Magic is played with decks of cards, 60 or more, chosen from a pool of legal cards.
Walk Before We Run - ignore sideboard issues
WBWR - make the pool of legal cards small to test the code, add to the pool later.
I'd attack this problem with something like a genetic algorithm. A GA has a simple algorithm:
Create a population, give each member a score.
For as long as you want:
Choose high scoring members, modify them, score the new version, and add them to the population.
Take out members of the population based on some criteria (such as a low score).
Several modifications are usually allowed. Mutation changes a population member slightly. Crossover mixes two members of the population.

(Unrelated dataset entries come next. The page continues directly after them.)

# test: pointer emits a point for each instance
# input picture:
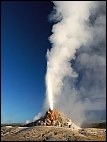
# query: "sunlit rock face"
(54, 118)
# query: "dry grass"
(47, 133)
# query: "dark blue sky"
(25, 29)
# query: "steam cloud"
(76, 64)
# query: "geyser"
(78, 36)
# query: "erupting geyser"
(76, 64)
(49, 90)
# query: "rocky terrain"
(53, 126)
(51, 133)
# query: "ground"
(51, 133)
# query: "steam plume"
(76, 61)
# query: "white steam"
(80, 28)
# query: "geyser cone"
(54, 118)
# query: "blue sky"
(25, 29)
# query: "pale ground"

Lets make Magic decks our population members. Each member is just a list of card numbers, drawn from the list of legal numbers. Mutation might mean switching a number for another legal number. Crossover might mean choosing a number, N, between 1 and 60, and taking the first N cards from one member, and rest up to 60 from a second member. There are more sophisticated versions of these genetic operators that can be invented, as well.

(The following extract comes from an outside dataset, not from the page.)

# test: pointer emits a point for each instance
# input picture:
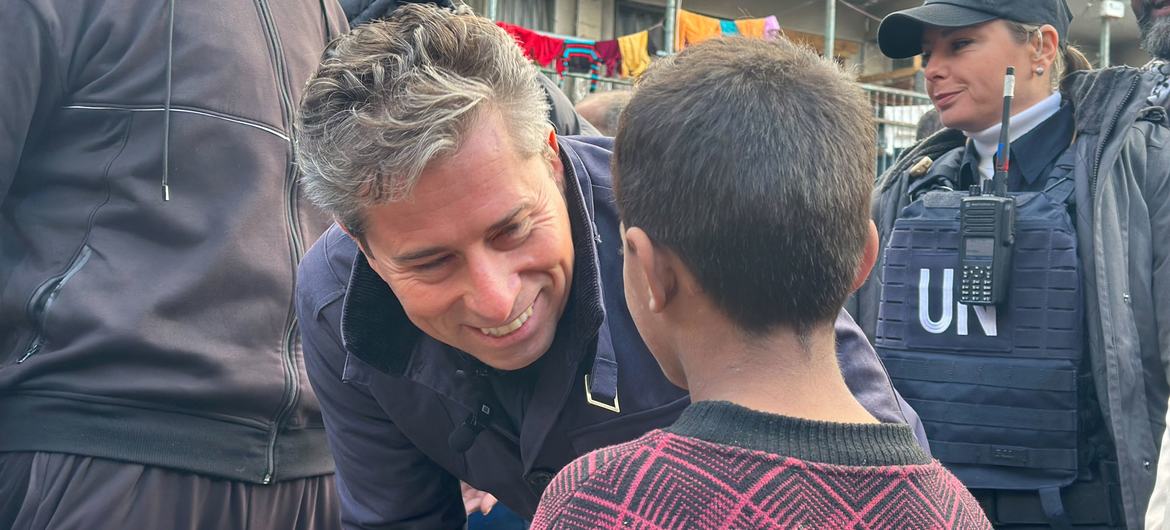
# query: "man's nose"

Since we are constantly testing new decks that are similar to our high scoring members, and throwing away poor decks, the overall population is expected to gradually improve its score. If the poopulation is small, we can also expect it to converge on a single solution, a "killer deck" that is better than all the other decks tested. (Is this a killer deck in real life? No way. It is just good in the metagame that our population represents.) There are also ways to encourage the evolution of 'species' - several different decks that remain in the population for long periods.
Of course, the above description is hiding a big issue behind a "Separation of Concerns" wall. How do we score decks? Well, the best thing to do would be to have a huge round robin tournament, and the score for each deck would be its wins minus its losses. Now you can see why I thought "Self Play" was an important heuristic!
Until you get your game play AI running, you can substitute other scoring methods. Invent some way of assigning points to a deck. If a deck with a creature that requires some color, doesn't contain land of that color, then give that deck a penalty. If the same keyword appears on more cards (so the deck has a 'theme') give the deck a bonus. This kind of quick and dirty scoring is also useful in the beginning of a run of deck development. If our first set of decks is generated by just throwing 60 random numbers together, over and over, those decks are going to be really bad. It might save time to not even bother playing these decks until they reach some basic level of sanity.
I wouldn't overdo the scoring heuristics, though. One of the best things about a GA is that it can find a solution to a problem that a human would never think of. Using a lot of heuristics to score decks, instead of letting them compete head to head, is forcing the algorithm to follow your way of thinking.
So that is my approach in nutshell. Self play involving a variable population which improves over time.